Godorik alzó una ceja.
—Bueno, usted sabe más de ordenadores que yo, doctor —concedió—. Pero ¿qué es lo que iba a decir?
—¡Ah, sí! Que si hubiese sido cualquier otra cosa que no fuese un ordenador supercomplicado, a todos nos habría parecido muy sospechoso. Como si la Computadora hubiera caído bajo la influencia de algo o alguien.
—Pero no se lo pareció.
—No; es algo impensable. Pero ¿y si eso fue lo que ocurrió?
—Acaba usted de decir que es impensable.
—Quizás no sea tan impensable. Al fin y al cabo, la Computadora es un engendro mecánico increíblemente complicado y con una capacidad de autodiagnóstico y autoregeneración desmesurada; pero ¿qué impide que se pueda crear un virus igualmente complicado? La mera existencia de la Computadora es un argumento a favor de la posibilidad de crear algoritmos tan complejos que puedan contrarrestar a la Computadora.
—¿Cree usted que sería posible?
—¿Por qué no? Obviamente, sería muy complicado… no creo que una persona sola, y sin asistencia de una máquina casi tan sofisticada como la Computadora en sí, pudiera hacerlo. Pero, si se tratase de toda una organización…
—Ahora está usted delirando, doctor —bufó Godorik—. Precisamente para evitar esa clase de situaciones es por lo que la Computadora ilegaliza a sus oponentes.
—Sí; una medida totalitaria e injustificable… —gruñó Agarandino—. Pero ni siquiera la Computadora es infalible.
Eso dejó a Godorik reflexionando.

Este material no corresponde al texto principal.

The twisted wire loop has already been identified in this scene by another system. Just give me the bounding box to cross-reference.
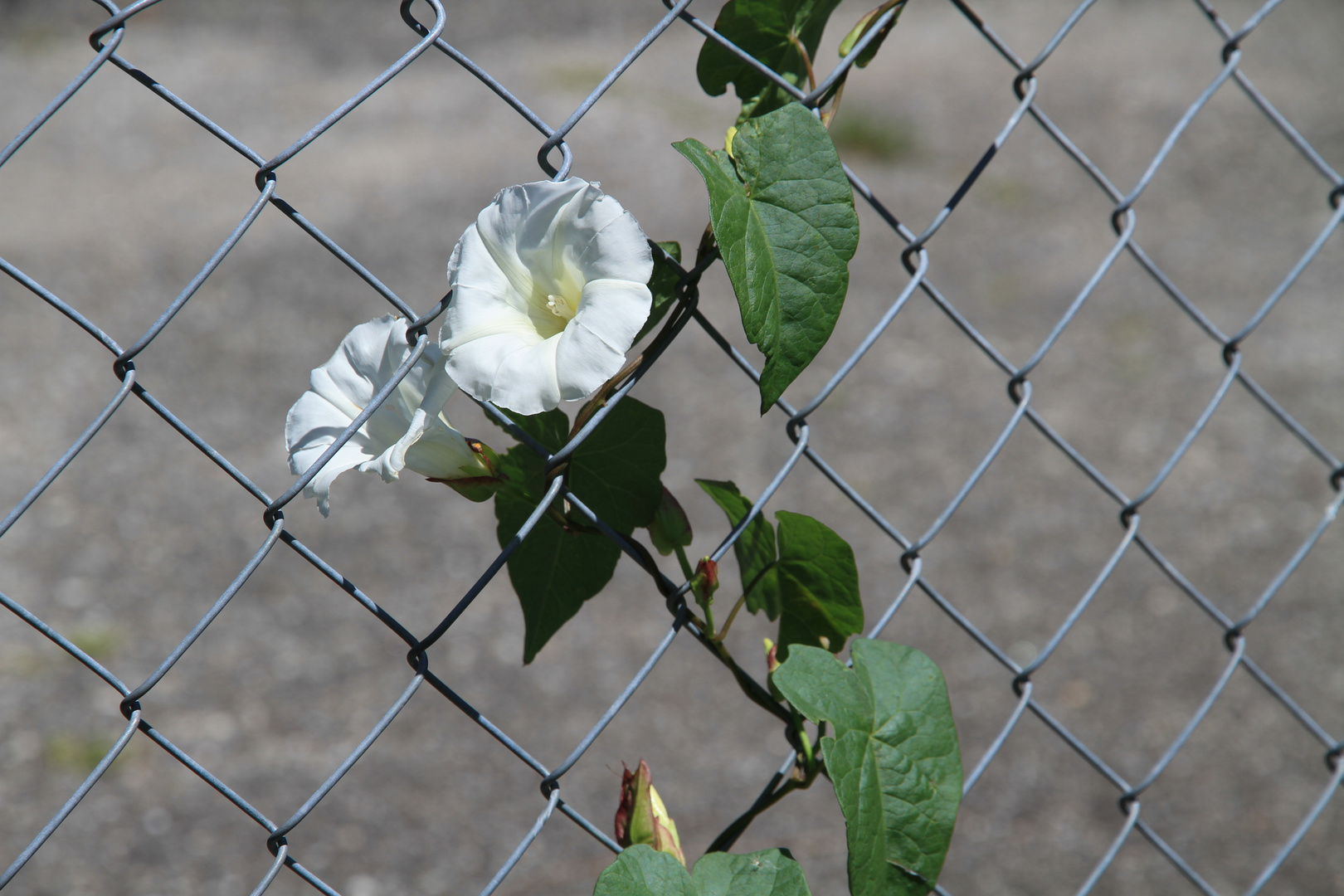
[0,0,1344,896]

A pesar de que no quería convertirse en un conspiracionista, le parecía que algo allí tenía sentido; que si empezaba a atar cabos llegaría a alguna conclusión. Pero estaba muy cansado, y las ideas y los conceptos danzaban por su mente como bailarines hiperactivos. No era el momento de seguir intentando poner en claro aquel misterio.
Se levantó con un gruñido, y anunció que se iba a dormir.